[PATCH v1 0/2] Optimize S2 page splitting

All of lore.kernel.org
 help / color / mirror / Atom feed

* [PATCH v1 0/2] Optimize S2 page splitting
@ 2026-06-10 20:21 Leonardo Bras
  2026-06-10 20:21 ` [PATCH v1 1/2] KVM: arm64: Introduce KVM_PGTABLE_WALK_SKIP_LEVEL* walk flags Leonardo Bras
  2026-06-10 20:21 ` [PATCH v1 2/2] KVM: arm64: Make stage2_split_walker() skip unnecessary walks Leonardo Bras
  0 siblings, 2 replies; 5+ messages in thread
From: Leonardo Bras @ 2026-06-10 20:21 UTC (permalink / raw)
  To: Marc Zyngier, Oliver Upton, Joey Gouly, Steffen Eiden,
	Suzuki K Poulose, Zenghui Yu, Catalin Marinas, Will Deacon,
	Fuad Tabba, Leonardo Bras, Raghavendra Rao Ananta
  Cc: linux-arm-kernel, kvmarm, linux-kernel

While playing with dirty-bit tracking, I decided to take a look on how page
splitting works. Found out all entries are walked, even though we can infer,
for instance that:
- If a level-3 entry is walked, it means the parent level-2 entry is split
- If a split just succeeded in an table entry, it means all children nodes
  are already split

This patches' idea is to introduce new walking flags to skip pagetable 
levels 0-3. 

The idea of skipping child nodes was also tested, but it was marginally 
slower than just skipping levels, so it was discarted. 

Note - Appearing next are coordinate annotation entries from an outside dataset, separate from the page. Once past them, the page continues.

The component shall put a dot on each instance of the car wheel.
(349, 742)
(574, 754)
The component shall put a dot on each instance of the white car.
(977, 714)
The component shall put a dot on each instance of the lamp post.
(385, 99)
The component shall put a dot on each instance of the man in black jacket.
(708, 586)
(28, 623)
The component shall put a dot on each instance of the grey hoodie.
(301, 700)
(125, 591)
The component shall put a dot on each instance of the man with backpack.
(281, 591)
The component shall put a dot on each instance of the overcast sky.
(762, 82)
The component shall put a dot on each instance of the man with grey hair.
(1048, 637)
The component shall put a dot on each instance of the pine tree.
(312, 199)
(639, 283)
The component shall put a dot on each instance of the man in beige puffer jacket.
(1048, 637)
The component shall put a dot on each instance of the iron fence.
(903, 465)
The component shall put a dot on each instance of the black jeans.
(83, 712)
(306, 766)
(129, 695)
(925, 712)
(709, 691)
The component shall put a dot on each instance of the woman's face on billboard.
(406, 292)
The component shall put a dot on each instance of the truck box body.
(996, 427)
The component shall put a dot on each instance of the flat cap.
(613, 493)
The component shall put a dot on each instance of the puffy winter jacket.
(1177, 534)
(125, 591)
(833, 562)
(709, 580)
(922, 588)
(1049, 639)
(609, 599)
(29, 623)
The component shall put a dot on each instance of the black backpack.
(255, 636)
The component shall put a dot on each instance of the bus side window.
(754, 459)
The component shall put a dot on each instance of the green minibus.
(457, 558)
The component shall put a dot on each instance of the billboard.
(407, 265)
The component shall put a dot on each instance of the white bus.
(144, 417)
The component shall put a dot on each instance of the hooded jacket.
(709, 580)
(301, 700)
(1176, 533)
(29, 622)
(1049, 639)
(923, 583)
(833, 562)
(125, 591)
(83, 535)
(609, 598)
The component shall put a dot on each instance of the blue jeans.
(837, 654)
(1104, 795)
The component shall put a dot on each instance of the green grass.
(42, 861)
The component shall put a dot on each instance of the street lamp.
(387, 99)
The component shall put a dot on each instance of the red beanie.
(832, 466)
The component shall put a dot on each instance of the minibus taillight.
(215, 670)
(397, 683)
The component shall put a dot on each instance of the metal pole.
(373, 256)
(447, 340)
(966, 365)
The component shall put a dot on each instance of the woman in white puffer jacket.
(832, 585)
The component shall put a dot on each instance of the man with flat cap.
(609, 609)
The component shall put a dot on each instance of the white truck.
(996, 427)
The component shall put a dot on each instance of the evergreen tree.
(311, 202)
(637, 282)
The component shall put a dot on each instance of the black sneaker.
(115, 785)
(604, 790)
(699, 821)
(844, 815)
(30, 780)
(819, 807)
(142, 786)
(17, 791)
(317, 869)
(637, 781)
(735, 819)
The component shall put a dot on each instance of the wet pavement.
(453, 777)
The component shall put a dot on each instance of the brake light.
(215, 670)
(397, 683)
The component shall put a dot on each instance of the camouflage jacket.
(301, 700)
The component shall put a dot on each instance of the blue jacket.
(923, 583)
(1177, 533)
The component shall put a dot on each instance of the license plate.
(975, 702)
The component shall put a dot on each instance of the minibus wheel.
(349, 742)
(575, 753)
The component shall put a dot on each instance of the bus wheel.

Optimization measured on two scenarios involving eager-splitting on a
VM with 1 memslot of 64GB:
- Scenario 1: No manual protect, whole memslot split at dirty-track enable
  (KVM_SET_USER_MEMORY_REGION2 ioctl with KVM_MEM_LOG_DIRTY_PAGES)
  - Split happens only once, whole region
  - Evalutes improved batch performance of splitting
- Scenario 2: Manual protect, split happens during every dirty-bit clean
  (KVM_CLEAR_DIRTY_LOG ioctl), average for 2 iterations.
  - Split called multiple times, for smaller 64-page sections.
  - Evaluate improved performance for multiple calls

Scenario 1, improvement on dirty-track enable ioctl for the memslot:
- Memory was already split (4k pages):  -35.47% runtime (stdev 5.63%)
- THP backed memory:                    -11.94% runtime (stdev 2.55%)
- 64x1GB hugetlb memory:                -14.46% runtime (stdev 2.68%)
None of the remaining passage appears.